140字プロレス鶴見辰吾ジラ

マザーレス・ブルックリンの140字プロレス鶴見辰吾ジラのレビュー・感想・評価

マザーレス・ブルックリン(2019年製作の映画)
4.2
【フリークス“能力“】

エドワード・ノートン監督&主演。私立探偵モノ。上映時間144分。これは長くないか?真相に迫るため私は劇場へ足を運んだ。

冒頭の15分は年間ベスト級の感覚を味わった。映画自体も私自身、144分という上映時間にダメージ受けること少なく劇場を後にした。

本作は幕開けで語られる“能力“について、そしてフリークスという排除されてしまう者への“赦し“についての物語かと思う。

主人公は、見聞きしたことは完璧に記憶できる私立探偵の助手として、世界恐慌後のテクノロジーであれば超人的な能力を持っている。しかし彼は“トゥーレット症候群“を患っている。いわゆるチック症であり、緊張や怒りなど自身の情緒不安により心の声を表に出してしまうのである。彼の頭は壊れているのか?という疑念と師匠であるブルース・ウィリ ス演じる私立探偵が凶弾に倒れる忌の際で“赦し“を得るまでは手際がよく居心地が悪い。エドワード・ノートンの芝居もリアルゆえの居心地の悪さだ。

仇討ちのために事件を追う主人公だが、チック症を抱えながら真相を追いかける姿は滑稽であるが体温がのっている。その中で出逢う女性が本作に感じたもうひとつ“赦し“である。

フリークスと異常者扱いを幼いときからされていた主人公が音楽という彼にとっての喧騒の中で女性にダンスという形で認められ、“赦し“を受けるところで涙が込み上げた。
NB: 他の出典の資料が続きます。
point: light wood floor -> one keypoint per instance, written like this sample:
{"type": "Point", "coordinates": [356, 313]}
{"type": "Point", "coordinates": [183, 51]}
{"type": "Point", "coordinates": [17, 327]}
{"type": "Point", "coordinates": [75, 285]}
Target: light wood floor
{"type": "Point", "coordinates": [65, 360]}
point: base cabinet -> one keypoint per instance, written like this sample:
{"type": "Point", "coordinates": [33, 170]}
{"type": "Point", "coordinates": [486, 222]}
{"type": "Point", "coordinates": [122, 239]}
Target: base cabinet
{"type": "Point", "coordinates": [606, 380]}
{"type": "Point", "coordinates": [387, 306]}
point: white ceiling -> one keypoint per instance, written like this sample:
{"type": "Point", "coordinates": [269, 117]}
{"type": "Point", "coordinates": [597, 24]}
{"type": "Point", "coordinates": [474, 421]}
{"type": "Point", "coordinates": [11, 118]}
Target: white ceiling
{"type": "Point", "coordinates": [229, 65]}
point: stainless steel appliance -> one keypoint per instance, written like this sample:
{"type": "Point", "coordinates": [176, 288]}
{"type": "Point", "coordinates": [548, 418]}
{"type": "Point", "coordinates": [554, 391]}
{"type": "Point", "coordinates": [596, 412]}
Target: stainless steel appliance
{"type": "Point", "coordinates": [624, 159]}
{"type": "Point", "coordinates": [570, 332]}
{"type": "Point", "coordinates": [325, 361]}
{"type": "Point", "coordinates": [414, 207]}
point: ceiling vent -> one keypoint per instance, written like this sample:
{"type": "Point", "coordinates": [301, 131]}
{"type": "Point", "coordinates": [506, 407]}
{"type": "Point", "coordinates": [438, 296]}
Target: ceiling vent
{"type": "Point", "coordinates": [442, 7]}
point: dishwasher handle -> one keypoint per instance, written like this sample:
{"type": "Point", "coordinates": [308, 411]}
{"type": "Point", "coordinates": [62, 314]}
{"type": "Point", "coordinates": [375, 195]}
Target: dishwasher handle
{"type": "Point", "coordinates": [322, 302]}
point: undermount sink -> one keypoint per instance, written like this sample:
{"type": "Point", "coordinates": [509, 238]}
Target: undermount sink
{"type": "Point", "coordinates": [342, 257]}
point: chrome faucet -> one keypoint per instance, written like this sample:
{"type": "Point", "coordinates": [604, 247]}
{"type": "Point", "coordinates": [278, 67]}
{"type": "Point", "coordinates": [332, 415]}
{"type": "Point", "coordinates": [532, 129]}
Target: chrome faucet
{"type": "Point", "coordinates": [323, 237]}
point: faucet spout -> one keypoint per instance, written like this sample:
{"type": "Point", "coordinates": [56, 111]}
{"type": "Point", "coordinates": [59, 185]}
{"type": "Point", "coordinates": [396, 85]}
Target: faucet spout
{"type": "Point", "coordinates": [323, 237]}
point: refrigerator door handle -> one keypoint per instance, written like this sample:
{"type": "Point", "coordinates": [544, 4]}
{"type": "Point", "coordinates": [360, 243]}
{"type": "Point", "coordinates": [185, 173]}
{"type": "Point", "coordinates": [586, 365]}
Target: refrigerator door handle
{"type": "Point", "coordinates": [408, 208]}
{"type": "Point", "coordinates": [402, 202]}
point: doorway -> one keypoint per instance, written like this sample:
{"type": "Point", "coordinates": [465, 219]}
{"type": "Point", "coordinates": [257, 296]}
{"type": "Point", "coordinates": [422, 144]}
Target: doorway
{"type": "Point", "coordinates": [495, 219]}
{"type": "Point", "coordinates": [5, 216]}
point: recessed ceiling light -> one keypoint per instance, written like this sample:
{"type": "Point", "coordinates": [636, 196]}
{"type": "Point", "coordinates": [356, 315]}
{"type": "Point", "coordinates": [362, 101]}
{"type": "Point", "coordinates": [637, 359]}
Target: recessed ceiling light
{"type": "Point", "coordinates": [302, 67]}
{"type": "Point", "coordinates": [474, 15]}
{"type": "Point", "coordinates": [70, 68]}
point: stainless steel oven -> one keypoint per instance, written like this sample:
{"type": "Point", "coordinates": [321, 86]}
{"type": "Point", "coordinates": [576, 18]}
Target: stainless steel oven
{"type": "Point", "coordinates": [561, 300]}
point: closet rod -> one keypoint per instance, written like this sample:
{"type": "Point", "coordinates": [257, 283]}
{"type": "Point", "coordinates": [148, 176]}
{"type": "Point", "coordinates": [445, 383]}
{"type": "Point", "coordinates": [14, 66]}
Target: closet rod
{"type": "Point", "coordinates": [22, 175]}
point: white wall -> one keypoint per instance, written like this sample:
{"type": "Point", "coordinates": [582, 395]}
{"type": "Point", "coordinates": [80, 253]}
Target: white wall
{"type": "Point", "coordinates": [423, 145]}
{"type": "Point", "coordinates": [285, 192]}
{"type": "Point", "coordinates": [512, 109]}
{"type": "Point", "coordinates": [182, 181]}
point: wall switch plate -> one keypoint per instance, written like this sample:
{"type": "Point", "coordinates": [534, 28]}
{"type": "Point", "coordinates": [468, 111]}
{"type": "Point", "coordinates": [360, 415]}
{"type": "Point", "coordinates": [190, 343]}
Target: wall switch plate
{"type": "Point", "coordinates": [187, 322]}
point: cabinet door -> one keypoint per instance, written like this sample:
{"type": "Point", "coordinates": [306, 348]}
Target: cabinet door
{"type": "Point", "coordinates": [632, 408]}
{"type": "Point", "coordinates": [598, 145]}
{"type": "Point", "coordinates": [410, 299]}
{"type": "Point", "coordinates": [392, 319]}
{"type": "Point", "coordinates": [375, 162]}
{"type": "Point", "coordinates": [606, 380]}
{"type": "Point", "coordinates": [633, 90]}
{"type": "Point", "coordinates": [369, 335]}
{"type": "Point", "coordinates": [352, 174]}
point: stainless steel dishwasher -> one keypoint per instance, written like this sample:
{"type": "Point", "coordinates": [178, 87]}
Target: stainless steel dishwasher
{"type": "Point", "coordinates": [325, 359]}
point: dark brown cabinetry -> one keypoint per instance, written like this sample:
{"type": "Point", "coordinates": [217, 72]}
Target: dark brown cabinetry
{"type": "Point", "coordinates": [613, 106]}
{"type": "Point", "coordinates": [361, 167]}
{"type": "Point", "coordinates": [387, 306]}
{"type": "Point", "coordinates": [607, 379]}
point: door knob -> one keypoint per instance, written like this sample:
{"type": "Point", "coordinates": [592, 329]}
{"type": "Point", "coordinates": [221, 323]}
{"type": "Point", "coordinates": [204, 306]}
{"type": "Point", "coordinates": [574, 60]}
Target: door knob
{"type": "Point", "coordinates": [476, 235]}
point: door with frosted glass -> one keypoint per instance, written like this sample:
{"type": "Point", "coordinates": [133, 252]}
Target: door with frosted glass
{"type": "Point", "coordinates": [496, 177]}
本作は世界恐慌後、苦しみの中で公共事業により回復し発展するまでの泥水を飲む共同体から、高層ビルやコンクリートに囲まれた街に分断された貧富の差。それ自体はエリート主義(能力)と貧民や黒人の分断であった。高層ビルというマッチョイズムの足下で無碍にされる弱者やフリークス、そして病気を患った生きづらい主人公が記憶力という能力を持って立ち向かう構図はエモいわけである。

世界恐慌後の共同体、第2次大戦後の力による制圧。正義や思想が変わりゆくニューヨーク、そして寒さが心にも及ぶブルックリン。“マザーレス“と冠をとる本作は、母の赦しのような温かみを欲しているように思えた。

“イフ“

と口をついて出る言葉が、自分の過去に向けられていると同時に銀幕の外の我々に向けられているようにも思えて…

エドワード・ノートンというと「ファイトクラブ」を思わずにはいられないわけだが、セリフ回しも脳内の妨害者とイメージされた“トゥーレット症候群“に痛みを受け入れたあのときから、赦しを求めた本作への帰着が心を打つ。トッド・フィリップスの「ジョーカー」が唱えた道路のゴミのように貧困や病気が排除されゆく世界にも似ていて、フリークスという病気を個性としてインクルージョンさせることを胸に刻ませて、ミニマルな形で幕引きさせたのも個人的には胸にじんわりと血を滲ませた。